TCP/IP - Solving the C10K with the thread per client approach TCP/IP - Solving the C10K with the thread per client approach multithreading multithreading

TCP/IP - Solving the C10K with the thread per client approach


Absolutely. A standard server can handle more than 10K concurrent connections using the model with one thread per connection. I have build such an application, and five years ago, it was running with more than 50K concurrent connections per process on a standard Linux server. Nowadays, it should be possible to run the same application with more than 250K concurrent connections on current hardware.

There are only a few things to keep in mind:

  • Reuse threads by using a thread pool. There is no need to kill threads if they are not used, because the resource usage should be optimized for peak loads.
  • Stack size: By default each Linux thread reserves 8 MB for its stack. That sums up to 80 GB for 10K threads. You should set the default stack size to some value between 64k and 512k, which isn't a problem, because most applications don't require deeper call stacks.
  • If the connections are short-lived, optimize for new connections by creating several sockets on the same endpoint with the option SO_REUSEPORT.
  • Increase the user limits: open files (default 1.024), max user processes
  • Increase system limits, e.g. /proc/sys/kernel/pid_max (default 32K), /proc/sys/kernel/threads-max, and /proc/sys/vm/max_map_count (default 65K).
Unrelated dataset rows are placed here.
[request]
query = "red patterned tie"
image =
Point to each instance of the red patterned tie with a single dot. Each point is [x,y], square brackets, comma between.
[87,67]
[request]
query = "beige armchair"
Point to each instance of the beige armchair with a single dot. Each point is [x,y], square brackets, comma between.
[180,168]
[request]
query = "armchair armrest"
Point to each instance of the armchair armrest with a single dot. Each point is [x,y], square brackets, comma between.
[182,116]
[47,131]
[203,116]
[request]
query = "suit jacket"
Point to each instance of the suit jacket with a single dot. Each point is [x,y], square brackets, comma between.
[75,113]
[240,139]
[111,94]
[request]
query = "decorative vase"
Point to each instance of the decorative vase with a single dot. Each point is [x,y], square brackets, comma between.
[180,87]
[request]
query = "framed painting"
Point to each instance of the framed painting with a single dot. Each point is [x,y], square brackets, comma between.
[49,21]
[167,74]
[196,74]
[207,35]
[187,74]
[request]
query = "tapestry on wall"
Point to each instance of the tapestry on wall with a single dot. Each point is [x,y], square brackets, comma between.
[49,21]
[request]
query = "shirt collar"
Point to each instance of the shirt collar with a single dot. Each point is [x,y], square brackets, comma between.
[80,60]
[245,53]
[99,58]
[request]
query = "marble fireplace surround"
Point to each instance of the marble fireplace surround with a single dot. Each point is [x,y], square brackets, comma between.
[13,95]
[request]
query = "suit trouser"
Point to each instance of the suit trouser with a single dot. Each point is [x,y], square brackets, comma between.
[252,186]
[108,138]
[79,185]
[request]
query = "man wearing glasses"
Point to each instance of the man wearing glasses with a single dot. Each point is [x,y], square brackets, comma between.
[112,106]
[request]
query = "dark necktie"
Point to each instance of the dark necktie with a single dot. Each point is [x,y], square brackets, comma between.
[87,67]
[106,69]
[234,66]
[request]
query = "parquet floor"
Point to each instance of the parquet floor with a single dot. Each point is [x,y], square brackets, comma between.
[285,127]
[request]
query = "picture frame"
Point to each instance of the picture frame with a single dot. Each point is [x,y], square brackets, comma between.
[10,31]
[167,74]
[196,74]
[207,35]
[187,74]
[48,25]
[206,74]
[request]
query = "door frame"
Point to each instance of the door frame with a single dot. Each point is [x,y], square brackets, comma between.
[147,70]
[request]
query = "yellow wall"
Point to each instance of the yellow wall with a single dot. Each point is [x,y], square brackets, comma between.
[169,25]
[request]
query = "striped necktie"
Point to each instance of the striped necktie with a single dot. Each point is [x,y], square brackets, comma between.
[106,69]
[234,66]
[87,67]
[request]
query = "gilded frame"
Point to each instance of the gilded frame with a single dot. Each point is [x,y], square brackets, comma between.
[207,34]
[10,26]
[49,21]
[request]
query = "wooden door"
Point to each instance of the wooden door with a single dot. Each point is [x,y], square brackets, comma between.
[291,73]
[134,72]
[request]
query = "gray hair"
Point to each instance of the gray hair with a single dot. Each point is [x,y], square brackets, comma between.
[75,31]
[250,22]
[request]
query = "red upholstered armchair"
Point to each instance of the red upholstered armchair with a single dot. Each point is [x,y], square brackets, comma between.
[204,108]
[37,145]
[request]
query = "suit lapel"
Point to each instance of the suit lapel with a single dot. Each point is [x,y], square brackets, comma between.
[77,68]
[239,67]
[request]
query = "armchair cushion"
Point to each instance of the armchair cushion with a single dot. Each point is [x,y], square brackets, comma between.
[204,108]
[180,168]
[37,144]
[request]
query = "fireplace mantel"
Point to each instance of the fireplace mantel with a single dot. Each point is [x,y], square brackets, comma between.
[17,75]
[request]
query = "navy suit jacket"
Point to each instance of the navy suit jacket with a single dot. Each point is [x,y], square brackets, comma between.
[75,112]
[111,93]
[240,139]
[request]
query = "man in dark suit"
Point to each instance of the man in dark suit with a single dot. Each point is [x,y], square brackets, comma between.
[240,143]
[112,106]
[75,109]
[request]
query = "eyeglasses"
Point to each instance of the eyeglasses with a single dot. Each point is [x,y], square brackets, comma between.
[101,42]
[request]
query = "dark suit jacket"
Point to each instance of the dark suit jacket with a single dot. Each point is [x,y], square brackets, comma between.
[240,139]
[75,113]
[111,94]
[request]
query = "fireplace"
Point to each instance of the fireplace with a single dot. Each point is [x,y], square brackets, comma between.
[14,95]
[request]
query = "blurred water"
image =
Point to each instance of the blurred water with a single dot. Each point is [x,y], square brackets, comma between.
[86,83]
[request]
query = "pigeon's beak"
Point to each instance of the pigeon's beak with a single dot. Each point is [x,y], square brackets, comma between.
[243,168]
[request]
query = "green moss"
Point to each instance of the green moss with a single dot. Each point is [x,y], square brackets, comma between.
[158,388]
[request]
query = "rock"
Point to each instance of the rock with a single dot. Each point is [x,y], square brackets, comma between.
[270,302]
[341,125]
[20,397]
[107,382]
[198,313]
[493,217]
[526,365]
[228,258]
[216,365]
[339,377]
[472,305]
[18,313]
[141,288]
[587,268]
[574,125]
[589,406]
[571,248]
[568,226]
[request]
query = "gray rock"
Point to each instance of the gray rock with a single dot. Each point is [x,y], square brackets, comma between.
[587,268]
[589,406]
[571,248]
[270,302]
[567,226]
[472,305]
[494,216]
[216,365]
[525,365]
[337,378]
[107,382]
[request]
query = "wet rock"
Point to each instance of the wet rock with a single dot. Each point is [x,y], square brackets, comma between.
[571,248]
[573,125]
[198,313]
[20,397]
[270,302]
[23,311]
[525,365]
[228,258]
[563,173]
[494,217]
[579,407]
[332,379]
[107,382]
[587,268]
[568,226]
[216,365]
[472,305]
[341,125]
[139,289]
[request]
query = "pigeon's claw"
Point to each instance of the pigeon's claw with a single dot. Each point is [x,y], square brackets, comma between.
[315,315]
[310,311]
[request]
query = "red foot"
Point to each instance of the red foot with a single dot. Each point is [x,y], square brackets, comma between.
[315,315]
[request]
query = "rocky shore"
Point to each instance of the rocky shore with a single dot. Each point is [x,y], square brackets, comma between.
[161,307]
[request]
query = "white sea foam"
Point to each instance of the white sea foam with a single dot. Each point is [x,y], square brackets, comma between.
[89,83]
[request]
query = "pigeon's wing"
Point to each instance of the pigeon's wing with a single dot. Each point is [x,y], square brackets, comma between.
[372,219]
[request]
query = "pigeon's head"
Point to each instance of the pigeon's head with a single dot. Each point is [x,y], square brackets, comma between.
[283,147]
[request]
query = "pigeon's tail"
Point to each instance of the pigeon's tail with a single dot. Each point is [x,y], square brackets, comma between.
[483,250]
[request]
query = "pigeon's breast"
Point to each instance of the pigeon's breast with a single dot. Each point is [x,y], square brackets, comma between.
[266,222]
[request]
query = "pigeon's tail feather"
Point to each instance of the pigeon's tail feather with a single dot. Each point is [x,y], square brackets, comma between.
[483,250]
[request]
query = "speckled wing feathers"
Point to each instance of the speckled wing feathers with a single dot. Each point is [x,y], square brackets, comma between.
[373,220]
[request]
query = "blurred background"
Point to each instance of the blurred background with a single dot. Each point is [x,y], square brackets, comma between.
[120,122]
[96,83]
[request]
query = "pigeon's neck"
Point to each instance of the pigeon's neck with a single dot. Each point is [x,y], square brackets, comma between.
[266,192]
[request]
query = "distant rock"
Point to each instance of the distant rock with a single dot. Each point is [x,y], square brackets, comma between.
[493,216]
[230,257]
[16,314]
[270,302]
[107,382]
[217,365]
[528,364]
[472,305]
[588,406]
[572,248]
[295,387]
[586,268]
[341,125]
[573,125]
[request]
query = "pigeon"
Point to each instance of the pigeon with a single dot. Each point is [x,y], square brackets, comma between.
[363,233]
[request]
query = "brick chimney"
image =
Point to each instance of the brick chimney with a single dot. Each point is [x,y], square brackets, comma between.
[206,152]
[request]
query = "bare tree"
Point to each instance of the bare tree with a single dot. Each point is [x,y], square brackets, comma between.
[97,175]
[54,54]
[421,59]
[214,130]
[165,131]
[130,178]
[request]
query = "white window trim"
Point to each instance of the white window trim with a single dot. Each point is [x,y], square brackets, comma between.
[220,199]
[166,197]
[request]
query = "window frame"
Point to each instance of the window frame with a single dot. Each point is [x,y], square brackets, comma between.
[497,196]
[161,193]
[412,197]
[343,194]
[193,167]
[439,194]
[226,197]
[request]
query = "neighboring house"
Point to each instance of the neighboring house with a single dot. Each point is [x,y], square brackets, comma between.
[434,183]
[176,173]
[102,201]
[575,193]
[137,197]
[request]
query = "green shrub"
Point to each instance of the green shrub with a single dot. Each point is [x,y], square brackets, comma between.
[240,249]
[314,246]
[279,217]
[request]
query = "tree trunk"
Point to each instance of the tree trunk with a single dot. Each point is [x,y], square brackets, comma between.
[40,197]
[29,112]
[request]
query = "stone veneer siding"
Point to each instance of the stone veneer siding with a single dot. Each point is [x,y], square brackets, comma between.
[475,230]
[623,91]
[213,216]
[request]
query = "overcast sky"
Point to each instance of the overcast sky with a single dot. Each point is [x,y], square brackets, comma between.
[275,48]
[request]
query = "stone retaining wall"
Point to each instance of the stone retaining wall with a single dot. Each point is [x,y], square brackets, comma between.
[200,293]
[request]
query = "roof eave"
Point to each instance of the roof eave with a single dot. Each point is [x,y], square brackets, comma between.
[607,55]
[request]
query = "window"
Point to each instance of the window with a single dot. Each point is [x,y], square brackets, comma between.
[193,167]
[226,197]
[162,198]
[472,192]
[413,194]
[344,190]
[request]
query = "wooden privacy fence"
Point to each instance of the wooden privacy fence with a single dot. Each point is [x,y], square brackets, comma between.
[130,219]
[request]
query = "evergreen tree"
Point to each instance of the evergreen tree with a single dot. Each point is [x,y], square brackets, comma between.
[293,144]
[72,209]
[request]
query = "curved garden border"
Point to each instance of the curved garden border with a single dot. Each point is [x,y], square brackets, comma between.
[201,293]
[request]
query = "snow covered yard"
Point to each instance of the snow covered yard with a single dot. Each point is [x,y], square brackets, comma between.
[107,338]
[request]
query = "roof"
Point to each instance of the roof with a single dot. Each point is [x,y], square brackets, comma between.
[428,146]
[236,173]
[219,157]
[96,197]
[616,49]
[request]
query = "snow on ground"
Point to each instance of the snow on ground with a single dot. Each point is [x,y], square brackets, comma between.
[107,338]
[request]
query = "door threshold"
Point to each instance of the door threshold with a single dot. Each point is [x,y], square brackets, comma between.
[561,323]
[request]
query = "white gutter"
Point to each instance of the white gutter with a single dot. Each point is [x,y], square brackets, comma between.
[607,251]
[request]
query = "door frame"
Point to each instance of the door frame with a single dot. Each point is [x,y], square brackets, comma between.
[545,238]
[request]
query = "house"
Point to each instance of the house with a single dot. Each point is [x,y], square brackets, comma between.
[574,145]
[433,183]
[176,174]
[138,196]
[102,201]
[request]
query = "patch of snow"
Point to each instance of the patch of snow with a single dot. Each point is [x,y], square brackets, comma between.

The application mentioned above was initially designed to handle only 2K concurrent connections. However, with the growth in use, we didn't have to make significant changes to the code in order to scale up to 50K connections.


The usual approaches for servers are either: (a) thread per connection (often with a thread pool), or (b) single threaded with asynchronous IO (often with epoll or kqueue). My thinking is that some elements of these approaches can, and often should, be combined to use asynchronous IO (with epoll or kqueue) and then hand off the connection request to a thread pool to process. This approach would combine the efficient dispatch of asynchronous IO with the parallelism provided by the thread pool.

I have written such a server for fun (in C++) that uses epoll on Linux and kqueue on FreeBSD and OSX along with a thread pool. I just need to run it through its paces for heavy testing, do some code cleanup, and then toss it out on github (hopefully soon).